The smallest island in the Galapagos that is inhabited, is Isla Floreana. There are only 150 people living here, spread out in the village Puerto Velasco Ibarra, and a few farms in the highlands.
As with the other islands, this is also volcanic , and several peaks could be spotted as we made our approach.
We started our island exploration with a day tour with our local agent, Max. He picked us up in a water taxi and drove us in his pickup truck to visit the highlands, his farm and we had lunch at his restaurant. It quickly became apparent that on a small island, everyone wears many hats!
All of the roads on Floreana are dirt roads, and the town has a school with 35 kids attending, a small clinic with a dentist and a doctor, and quite a few official roles working with and protecting the land and wildlife.
There are a few day tourists that arrive regularly from the bigger islands, and they also have a few tourists staying overnight. The hotels in town are normally as a second story in people’s houses, and can host 4-8 guests each.
We started exploring this island in the highland, where they have their water reservoir.

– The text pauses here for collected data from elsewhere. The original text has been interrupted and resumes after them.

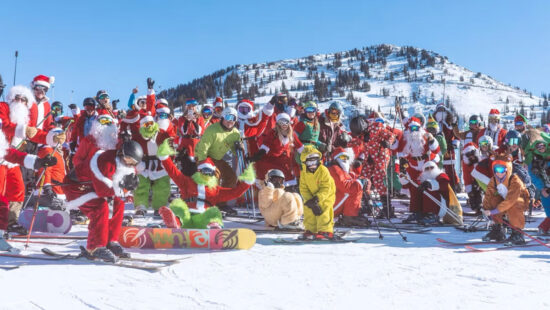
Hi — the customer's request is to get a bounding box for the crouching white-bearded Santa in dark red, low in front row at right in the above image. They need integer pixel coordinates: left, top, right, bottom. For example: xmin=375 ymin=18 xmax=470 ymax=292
xmin=402 ymin=161 xmax=463 ymax=225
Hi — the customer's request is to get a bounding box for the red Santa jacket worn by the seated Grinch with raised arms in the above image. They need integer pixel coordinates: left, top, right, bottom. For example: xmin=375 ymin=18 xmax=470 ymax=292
xmin=162 ymin=157 xmax=250 ymax=212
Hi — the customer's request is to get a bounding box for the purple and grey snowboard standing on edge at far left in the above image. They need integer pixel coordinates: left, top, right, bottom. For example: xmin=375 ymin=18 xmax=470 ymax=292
xmin=19 ymin=209 xmax=72 ymax=234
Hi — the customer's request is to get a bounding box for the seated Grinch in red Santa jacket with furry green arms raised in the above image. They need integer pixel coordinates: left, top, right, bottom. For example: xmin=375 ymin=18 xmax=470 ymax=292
xmin=157 ymin=140 xmax=256 ymax=228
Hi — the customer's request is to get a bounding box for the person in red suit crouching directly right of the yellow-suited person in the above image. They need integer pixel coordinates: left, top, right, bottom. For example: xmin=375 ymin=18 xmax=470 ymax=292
xmin=328 ymin=147 xmax=370 ymax=227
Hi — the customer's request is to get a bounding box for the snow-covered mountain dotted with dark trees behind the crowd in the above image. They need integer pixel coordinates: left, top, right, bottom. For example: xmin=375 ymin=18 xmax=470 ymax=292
xmin=161 ymin=44 xmax=548 ymax=125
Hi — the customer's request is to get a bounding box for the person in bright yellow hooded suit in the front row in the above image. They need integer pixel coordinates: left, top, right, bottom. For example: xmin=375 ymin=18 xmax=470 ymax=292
xmin=300 ymin=145 xmax=336 ymax=239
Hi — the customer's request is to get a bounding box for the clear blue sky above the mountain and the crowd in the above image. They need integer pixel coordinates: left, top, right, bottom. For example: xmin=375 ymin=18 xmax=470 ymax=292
xmin=0 ymin=0 xmax=550 ymax=109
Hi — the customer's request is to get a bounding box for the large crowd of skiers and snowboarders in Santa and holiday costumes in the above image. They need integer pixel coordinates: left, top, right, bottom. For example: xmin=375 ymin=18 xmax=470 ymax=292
xmin=0 ymin=75 xmax=550 ymax=261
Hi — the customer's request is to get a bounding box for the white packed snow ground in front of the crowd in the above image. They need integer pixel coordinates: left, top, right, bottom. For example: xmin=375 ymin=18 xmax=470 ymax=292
xmin=0 ymin=202 xmax=550 ymax=309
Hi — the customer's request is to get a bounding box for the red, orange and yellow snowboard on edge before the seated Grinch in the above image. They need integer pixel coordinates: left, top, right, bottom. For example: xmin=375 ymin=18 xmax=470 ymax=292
xmin=119 ymin=227 xmax=256 ymax=250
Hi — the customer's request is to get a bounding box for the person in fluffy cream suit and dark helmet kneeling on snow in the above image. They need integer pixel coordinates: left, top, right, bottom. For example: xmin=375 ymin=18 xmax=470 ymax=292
xmin=256 ymin=169 xmax=304 ymax=229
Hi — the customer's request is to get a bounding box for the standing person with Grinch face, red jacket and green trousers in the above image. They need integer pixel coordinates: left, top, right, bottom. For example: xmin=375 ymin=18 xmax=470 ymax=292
xmin=133 ymin=110 xmax=174 ymax=216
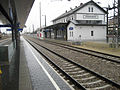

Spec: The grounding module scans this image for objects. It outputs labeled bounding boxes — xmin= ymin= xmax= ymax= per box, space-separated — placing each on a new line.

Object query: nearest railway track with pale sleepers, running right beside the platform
xmin=27 ymin=37 xmax=120 ymax=90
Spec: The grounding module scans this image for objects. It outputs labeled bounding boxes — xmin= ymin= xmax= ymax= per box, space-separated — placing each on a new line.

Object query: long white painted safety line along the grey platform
xmin=25 ymin=40 xmax=60 ymax=90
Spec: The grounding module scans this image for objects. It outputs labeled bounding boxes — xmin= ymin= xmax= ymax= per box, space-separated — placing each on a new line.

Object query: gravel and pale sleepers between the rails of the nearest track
xmin=26 ymin=38 xmax=118 ymax=90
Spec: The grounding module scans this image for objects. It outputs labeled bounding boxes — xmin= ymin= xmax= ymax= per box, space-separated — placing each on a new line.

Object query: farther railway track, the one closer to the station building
xmin=38 ymin=39 xmax=120 ymax=64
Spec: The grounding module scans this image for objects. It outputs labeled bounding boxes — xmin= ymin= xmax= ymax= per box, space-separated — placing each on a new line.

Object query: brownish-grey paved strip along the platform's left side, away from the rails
xmin=19 ymin=38 xmax=32 ymax=90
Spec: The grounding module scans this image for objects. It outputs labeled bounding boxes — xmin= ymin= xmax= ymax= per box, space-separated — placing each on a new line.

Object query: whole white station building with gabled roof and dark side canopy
xmin=44 ymin=0 xmax=107 ymax=41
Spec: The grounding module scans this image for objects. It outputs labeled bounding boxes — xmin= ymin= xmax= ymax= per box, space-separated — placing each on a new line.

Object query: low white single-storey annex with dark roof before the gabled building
xmin=67 ymin=20 xmax=106 ymax=41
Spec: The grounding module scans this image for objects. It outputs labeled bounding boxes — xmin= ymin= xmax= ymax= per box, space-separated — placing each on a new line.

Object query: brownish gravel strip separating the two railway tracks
xmin=24 ymin=37 xmax=120 ymax=84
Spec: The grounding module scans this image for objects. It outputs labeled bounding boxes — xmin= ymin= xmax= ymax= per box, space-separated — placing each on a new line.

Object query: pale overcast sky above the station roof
xmin=25 ymin=0 xmax=114 ymax=31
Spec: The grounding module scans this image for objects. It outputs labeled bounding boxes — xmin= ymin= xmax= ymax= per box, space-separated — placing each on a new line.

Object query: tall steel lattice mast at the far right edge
xmin=108 ymin=0 xmax=120 ymax=48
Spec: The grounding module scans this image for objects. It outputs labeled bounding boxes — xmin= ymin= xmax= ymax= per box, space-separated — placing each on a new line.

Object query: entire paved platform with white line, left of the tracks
xmin=19 ymin=37 xmax=73 ymax=90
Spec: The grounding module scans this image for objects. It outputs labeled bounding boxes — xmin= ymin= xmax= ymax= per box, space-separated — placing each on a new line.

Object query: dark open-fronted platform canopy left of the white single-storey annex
xmin=44 ymin=23 xmax=67 ymax=40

Because this exists, Floreana became the first island in the archipelago where people got settled back in the early 1800s.
As on all islands, there is a breeding program for the local tortoises. In Floreana, there are currently no tortoises living in the wild. The local species was no longer found on the island. However, in 1990, a tortoise with DNA from the local Floreana species was discovered in the US, living in captivity. This tortoise was cloned, and now has 24 descendants living in Floreana. The plan is to slowly introduce them back into the wild on the island.
Pirates and fishermen made frequent stops to Galapagos, before the first settlers arrived from Europe. Some of the first settlers here were German, and their tales about the place, enticed people to travel from Germany by boat for many months, to reach this paradise. The first child to be born here, was a boy, Rolf Wittmer, in 1933. He was born in a cave in the highland, close to the water reservoir. His decendants still live on the island.
There were also a few Norwegian whalers who settled here, but they were not successful. Some died, while most returned to Norway after a few years.
We stopped by Max’s farm while in the highland, and were so fortunate that he shared with us several oranges, limes and avocados. And Bruse went on his first yucca harvesting! Now we just need to learn how to cook them 😁
We had a very nice lunch at Max’s restaurant, before his father took us snorkeling in La Loberia, a beautiful bay a little outside of town.
We spotted two eagle rays in the water in the shallows, so we hurried up and got into the water. We were lucky to get to swim so close to these majestic creatures. They surrounded us for a good amount of time, and did not seem scared at all. We also got to snorkel with turtles, lots of schools of fish, and a playful sea lion. The visibility was great, and the water was shallow, so we really enjoyed it.
The following day, we explored a coastal hike west of town, to a lagoon where there can be flamingos sometimes. We did not see any, but found several other species.
We spent a total of five nights at Floreana, and were taken by this tiny society, and how the island was organized. The island has a captivating history, and it was definitely interesting to learn about the origin of the settlers of Galapagos.
We are now heading off to the last of the four islands we are allowed to visit here in Galapagos, and that is Isla San Cristóbal, where the capital of Galapagos is. We plan to make an overnight sail there, as it is 60nm against the current, mostly.